I GREW up with Superman and Batman.
As a stripling, I could spell "kryptonite" before I could spell "concrete". It used to irk me that my dad took the Daily Express instead of The Daily Planet, though in his defence, it was a vice he gave up when it became a tabloid (the former, not the latter; the Planet stayed resolutely broadsheet, albeit it had a confusing tendency to birl on screen whenever it broke a big story).
The Man of Steel was the business; he could fly, he was faster than a speeding bullet (which would ping off his chest anyway), he had x-ray vision and superhearing; he had a snazzy costume, a decent job and a novel use for phone boxes.

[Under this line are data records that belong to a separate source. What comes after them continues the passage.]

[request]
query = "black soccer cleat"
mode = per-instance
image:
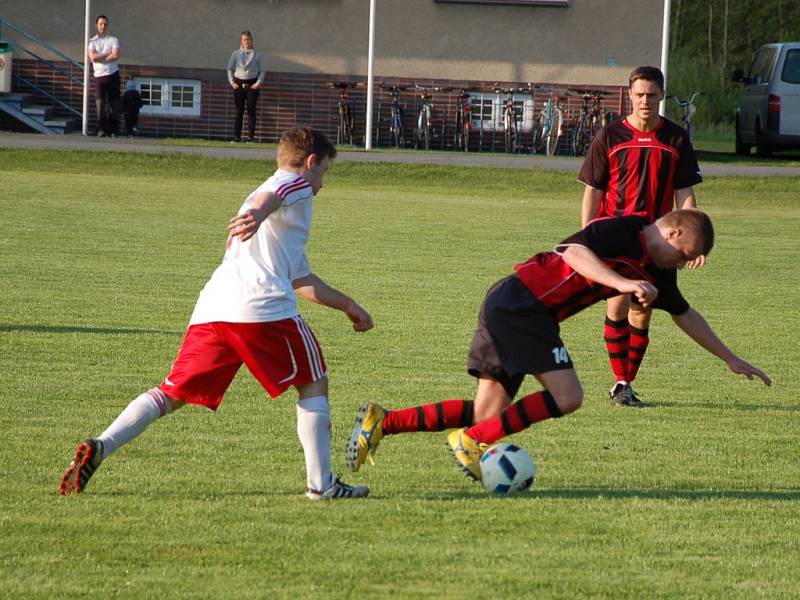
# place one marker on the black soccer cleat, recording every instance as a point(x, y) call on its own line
point(88, 457)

Batman, aka The Caped Crusader, was only marginally behind him in my estimation. He couldn't fly, but with the use of clever technology, he was able to zip about all over the place; his alter-ego was impossibly wealthy, and he had the considerable advantage of being on TV in the 1960s.
Those two, both DC Comics characters, fought for my attention with the likes of Desperate Dan, Billy Whizz and Roger the Dodger from DC Thomson. For some reason, Marvel Comics barely made an impression on the Leith of my early youth. And so it wasn't until I reached secondary school age that I was introduced to Spider-Man, Thing, Hulk, Wolverine and Captain America.
These days, though, you can't move for Marvel superheroes; the parent company was bought by Disney in 2009, and since then they've been in more movies than Delia Smith has had hot dinners.
My ignorance when they are announced is shocking. When they came up with Iron Man, I thought: at last, a superhero who does housework; surely his sidekick will be Foldandputaway Man. But no, he's just another reformed arms dealer seeking to rebuild his image. If he were British, he'd just buy a peerage and be done with it.
It may have escaped your notice, but Disney held a press conference at the weekend to hansel the next big thing (or rather, the next tiny thing). Get ready for Ant-Man, who will be played next month by Paul Rudd. Ant-Man (no relation to Spider-Man, the Green Hornet, Sting or any of The Beatles) is the possessor of a suit that allows the wearer to shrink in size but increase in strength. Eat your heart out, Gok Wan.
More mature readers may recall another tiny critter who packs a big punch, Hanna-Barbera's 1960s cartoon superhero Atom Ant. I guess there truly is nothing new under the sun.
Edit: sorry Superman, I mean Earth's puny yellow sun, not Krypton's ginormous red one. Yours, a disciple.